Vois-tu, j'ai toujours pensé que, lorsqu'on aime quelqu'un, il faut en être suffisamment détaché pour pouvoir le rendre heureux. Autrement, on le dévore, et on se dévore soi-même. (p.155)
De toute manière la mort était une perspective beaucoup plus agréable que celle de peiner chaque jour dans un atelier ou un bureau, à seule fin de survivre jusqu'au lendemain, où il faudra peiner tout autant. Cette existence-là avait pour moi autant d'attrait que l'enfer; (p.36)
Les riches d'ailleurs se montraient beaucoup plus sensibles que les bourgeois à mon amitié, peut-être parce qu'ils n'ont pas l'habitude d'être aimés. (p.159)
La mort est une porte qui, dès le jour de notre naissance, commence lentement à s'entrouvrir sur un infini auquel nous ne cesserons plus d'aspirer. Parfois, quand nous sommes las des autres et, surtout, de nous-même, le goût secret que nous avons de cet infini l'emporte sur la crainte qu'il nous inspire. Nous trouvons alors que la porte prend trop longtemps à s'ouvrir en grand et nous tâchons de nous faufiler par l'entrebâillement. C'est ce qui fait qu'un jour ou l'autre nous risquons tous notre vie, sans raison apparente, simplement par besoin d'éternité.
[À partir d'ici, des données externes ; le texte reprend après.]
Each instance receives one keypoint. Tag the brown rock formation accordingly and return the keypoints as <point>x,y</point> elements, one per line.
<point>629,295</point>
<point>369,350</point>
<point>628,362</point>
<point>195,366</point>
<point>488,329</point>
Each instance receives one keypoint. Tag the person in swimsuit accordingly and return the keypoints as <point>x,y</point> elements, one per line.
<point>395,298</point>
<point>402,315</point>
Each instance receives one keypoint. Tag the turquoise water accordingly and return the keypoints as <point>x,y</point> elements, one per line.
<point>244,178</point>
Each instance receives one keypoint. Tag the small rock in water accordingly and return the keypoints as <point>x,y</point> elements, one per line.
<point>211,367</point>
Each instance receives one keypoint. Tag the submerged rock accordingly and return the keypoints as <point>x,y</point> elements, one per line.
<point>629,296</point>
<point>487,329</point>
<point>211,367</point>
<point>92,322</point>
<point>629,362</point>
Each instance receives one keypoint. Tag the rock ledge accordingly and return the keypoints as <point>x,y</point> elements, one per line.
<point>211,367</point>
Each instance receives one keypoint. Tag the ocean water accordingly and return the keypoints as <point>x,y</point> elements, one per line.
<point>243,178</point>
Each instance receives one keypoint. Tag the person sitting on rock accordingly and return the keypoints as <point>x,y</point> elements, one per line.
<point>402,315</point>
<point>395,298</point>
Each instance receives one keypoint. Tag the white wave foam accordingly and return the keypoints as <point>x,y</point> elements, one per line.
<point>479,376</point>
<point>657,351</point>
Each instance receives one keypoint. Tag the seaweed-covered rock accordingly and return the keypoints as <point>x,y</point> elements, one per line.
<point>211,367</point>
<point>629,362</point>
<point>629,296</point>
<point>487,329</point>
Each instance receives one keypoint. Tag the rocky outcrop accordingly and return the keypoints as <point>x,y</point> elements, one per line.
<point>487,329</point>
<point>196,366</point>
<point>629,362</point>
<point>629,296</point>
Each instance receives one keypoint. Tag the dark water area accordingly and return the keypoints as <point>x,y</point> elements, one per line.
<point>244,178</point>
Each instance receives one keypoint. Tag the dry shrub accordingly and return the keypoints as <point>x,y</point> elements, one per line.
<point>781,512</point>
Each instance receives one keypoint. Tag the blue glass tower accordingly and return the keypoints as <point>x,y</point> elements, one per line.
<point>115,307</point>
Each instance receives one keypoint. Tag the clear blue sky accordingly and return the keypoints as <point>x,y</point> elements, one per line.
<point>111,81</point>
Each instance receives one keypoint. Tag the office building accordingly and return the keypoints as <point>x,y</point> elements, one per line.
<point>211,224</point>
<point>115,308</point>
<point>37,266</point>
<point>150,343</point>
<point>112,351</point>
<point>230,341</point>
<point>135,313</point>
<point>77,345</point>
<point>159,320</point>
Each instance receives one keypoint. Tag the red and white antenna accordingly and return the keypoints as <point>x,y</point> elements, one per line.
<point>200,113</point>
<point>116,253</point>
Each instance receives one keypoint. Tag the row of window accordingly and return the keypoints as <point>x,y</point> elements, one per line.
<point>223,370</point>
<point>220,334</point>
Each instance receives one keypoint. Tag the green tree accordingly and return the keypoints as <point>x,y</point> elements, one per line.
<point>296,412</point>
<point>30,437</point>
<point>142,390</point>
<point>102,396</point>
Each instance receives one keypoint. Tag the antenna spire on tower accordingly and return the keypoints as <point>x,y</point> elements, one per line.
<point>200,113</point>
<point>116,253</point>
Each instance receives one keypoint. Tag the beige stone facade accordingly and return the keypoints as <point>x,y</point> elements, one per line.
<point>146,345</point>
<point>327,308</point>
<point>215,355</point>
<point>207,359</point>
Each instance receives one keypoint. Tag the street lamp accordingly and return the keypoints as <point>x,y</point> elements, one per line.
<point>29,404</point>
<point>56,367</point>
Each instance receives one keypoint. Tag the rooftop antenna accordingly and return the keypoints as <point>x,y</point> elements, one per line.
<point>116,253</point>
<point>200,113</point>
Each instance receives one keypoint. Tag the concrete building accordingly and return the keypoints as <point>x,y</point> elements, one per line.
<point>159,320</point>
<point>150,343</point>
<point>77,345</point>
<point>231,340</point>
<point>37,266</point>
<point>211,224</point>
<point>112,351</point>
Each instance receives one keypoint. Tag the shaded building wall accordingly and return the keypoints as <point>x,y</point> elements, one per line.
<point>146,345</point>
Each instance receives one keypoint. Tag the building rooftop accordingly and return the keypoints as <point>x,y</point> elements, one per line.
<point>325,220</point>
Ce billet de banque représentait à mes yeux beaucoup plus que de l'argent. C'était la preuve que la vie est bel et bien un cadeau du ciel. Vouloir la gagner était donc un sacrilège.
Ce sacrilège entraînait d'ailleurs en soi une condamnation automatique: les travaux forcés à perpétuité. ma répugnance au travail était en somme une vertu, une preuve de confiance en cette force mystérieuse qui comblait de biens ceux qui acceptaient humblement la vie comme un cadeau . (...) (p.39)
On ne songe pas assez que, si cet argent est appelé de poche, c'est bien parce que c'est dans les poches qu' on le trouve. Or tous nos amis ont des poches...
La conclusion s'imposait d'elle même. Il est assez difficile, toutefois, de passer de la théorie à la pratique. Les possédants, en effet,, ont un code de dureté, comme les saints de charité. Ils n'aiment guère donner, ce qui est compréhensible, car s'il est une chose qu'un possédant abhorre, c'est bien d'être possédé. (p.93)
Et puis j'avais perdu cette sublime indépendance d'esprit qui permet à un enfant de débiter paisiblement, et à n'importe qui, les plus dures, les plus froides, les plus justes insolences. L'existence est mal organisée qui, dès nos premières années, nous apprend la timidité, laquelle paralyse l'insolence, sœur aînée de la vérité.
L'ombre pâle mais joyeuse d'un sourire joua sur ses lèvres, tandis que deux larmes perlaient au bord de ses paupières, où elles étincelèrent un instant, comme étincelle, au fond de nos mémoires, le souvenir des tendresses enfuies. (dans le texte mais je suppose que ce devrait être enfouies.)
Un corps ne trompe pas. Ce n'est pas comme le visage qui, lui, est toujours plus ou moins déformé par le désir de présenter aux autres une certaine image de soi. L'homme nu, c'est l'homme lui-même. (p.192)
Tante Marthe et toi, vous n'avez qu'à aller cet après-midi dans un grand magasin, aux Galeries, par exemple. Il paraît qu'on y trouve tout ce qu'on veut...(...)
Je venais d'apprendre qu'il existe des endroits où l'on trouve tout ce que l'on veut. Tout à l'heure nous irions dans l'un d'eux. J'y trouverais, évidemment, outre un train, une byciclette et un ours, une dame pour papa.